Fell running in post‐sport territories

Pages 109-132 | Received 15 Jul 2009, Accepted 16 Sep 2009, Published online: 05 Jul 2010
 

Abstract

Readers should also refer to the journal's website at http://www.informaworld.com/rqrs and check volume 2, issue 2 to view the visual material in colour.

This paper explores the visual, embodied and interactive elements of the post‐sport physical culture(s) of fell running. Fell running is textually represented in the paper as a physical cultural practice with many surface level, or ‘residual’, articulations of mainstream sport, but is deployed by many enthusiasts as a novel praxis of athletic engagement that cultivates communion with the self, others and the environment. By unpacking ethnographic and photo‐elicitation data gleaned through a study of fell running in the English midlands, and drawing from several core concepts in French post‐structural theory, I infographically illustrate the allure of post‐sports like fell running to people who wish to immerse themselves in rather novel contexts of desire‐producing, personally rewarding and spiritual activity. The paper represents how increased recognition and promotion of a broad range of post‐sport cultures within the global athletic ethnosphere might promote mass, and sustained, involvement in physical activity across a range of groups.

Notes

1. This argument by no means implies that mainstream sports are entirely insignificant in religious or spiritual ways. Parry et al. (Citation2007) and Sing (Citation2004) provide two of the best overviews of how religion and spirituality are often interwoven, in incredibly complex ways, into the practice of (mainstream) sports.

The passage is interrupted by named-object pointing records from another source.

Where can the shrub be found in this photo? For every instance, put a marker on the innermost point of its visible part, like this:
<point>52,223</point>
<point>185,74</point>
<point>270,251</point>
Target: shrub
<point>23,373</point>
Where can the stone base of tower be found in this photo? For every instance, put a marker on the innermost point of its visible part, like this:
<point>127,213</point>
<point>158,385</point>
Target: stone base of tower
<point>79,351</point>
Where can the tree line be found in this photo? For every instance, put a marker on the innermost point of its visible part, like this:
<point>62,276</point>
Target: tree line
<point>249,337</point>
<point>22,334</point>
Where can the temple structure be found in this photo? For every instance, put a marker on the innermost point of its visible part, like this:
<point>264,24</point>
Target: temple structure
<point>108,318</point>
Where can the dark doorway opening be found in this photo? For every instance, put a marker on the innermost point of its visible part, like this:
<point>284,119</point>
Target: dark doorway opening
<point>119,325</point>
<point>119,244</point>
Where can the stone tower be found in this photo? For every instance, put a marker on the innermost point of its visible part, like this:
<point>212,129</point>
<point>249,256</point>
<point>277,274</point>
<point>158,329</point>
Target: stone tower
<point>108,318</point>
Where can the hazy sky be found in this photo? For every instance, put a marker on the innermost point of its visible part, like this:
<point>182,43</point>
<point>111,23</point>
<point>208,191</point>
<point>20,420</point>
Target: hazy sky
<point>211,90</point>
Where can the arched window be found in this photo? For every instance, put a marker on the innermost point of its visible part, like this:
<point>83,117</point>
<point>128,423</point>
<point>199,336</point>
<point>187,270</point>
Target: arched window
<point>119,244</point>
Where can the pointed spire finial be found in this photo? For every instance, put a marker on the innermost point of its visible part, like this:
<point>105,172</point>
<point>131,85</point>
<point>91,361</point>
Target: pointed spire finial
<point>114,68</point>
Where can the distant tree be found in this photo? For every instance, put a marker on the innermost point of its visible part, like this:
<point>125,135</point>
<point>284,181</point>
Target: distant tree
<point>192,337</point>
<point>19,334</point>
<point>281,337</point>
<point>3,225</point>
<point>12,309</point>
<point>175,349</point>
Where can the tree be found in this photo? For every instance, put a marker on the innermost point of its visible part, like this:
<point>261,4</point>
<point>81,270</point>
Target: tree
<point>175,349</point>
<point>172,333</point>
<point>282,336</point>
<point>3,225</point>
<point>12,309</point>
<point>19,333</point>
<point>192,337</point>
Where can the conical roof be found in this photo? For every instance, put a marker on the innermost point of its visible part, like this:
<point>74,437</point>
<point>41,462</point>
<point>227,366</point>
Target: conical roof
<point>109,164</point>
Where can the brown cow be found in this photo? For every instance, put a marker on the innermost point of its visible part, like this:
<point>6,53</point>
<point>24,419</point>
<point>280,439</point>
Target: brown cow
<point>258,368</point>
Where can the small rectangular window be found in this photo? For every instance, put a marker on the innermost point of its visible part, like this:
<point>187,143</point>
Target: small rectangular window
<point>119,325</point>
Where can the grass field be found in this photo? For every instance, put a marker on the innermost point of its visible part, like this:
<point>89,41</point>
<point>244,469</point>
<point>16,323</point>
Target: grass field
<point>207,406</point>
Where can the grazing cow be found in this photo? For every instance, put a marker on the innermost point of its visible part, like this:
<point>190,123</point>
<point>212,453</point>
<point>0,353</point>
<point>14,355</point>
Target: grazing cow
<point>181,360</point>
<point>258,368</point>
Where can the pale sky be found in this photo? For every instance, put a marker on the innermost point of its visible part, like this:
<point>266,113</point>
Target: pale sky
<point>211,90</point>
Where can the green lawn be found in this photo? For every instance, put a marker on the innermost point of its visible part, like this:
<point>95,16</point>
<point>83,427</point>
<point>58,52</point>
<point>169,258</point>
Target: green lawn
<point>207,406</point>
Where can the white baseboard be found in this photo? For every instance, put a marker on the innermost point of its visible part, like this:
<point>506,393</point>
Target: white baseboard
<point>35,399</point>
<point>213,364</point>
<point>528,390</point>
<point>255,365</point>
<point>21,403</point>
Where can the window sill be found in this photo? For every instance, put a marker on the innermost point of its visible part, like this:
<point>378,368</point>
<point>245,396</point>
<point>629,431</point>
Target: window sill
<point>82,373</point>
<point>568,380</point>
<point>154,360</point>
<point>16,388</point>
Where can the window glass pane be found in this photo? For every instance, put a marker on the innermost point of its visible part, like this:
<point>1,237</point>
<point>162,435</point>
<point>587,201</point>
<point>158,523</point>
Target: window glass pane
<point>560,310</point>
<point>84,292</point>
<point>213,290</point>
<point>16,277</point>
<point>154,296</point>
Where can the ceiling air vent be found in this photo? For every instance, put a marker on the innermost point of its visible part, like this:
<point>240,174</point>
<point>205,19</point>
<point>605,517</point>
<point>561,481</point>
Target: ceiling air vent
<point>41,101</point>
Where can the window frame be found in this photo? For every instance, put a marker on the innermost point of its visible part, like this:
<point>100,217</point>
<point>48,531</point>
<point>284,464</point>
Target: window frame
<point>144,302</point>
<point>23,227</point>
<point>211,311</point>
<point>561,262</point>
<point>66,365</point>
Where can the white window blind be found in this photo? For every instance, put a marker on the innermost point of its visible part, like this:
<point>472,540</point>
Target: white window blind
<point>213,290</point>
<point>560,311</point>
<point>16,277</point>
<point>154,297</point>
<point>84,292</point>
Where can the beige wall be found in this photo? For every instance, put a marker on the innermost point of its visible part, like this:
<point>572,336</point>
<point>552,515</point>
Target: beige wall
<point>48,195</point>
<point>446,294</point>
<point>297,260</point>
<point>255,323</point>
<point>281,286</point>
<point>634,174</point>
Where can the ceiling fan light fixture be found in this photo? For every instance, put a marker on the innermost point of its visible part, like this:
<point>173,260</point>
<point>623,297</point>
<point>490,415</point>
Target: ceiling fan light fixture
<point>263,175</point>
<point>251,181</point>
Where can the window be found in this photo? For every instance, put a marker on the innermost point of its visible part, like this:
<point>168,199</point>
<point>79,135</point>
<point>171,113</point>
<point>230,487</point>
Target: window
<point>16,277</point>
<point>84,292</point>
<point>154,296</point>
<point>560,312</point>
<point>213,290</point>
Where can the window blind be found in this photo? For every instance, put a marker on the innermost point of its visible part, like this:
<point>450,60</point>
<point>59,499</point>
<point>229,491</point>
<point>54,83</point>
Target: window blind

2. For a full discussion of the risk of neoliberalism in North America, see Giroux (Citation2005). Here, I fundamentally and politically agree with Giroux’s arguments regarding the structural and cultural insidiousness of late modern neoliberalism, but still question whether or not the liquid modern (Bauman Citation2000) ideological bedrock of contemporary neoliberal culture allows for a heightened degree of questioning and withdrawal from modernist sport practices as a matter of personal freedom and moral responsibility. Giroux (Citation2005) might respond by arguing that we must make sport a more inclusive, safe, accessible and difference accepting space; others, including myself, would argue it is prime time to foster an appreciation for a much wider athletic ethnosphere.

3. Anyone familiar with fell running knows there is a considerable culture of serious racing enthusiasts who approach the practice as a mainstream sport. Competitions can be incredibly competitive, and act as feeder systems into international cross‐country and mountain racing challenges and figurations. Like any athletic practice, fell running is not immune to modernist sport ideologies and constructions. This paper in no way implies that fell running is entirely devoid of modernist sport trappings, but rather that a significant population of the runners downplay or even eschew outright the competitive, sporting aspects of the practice.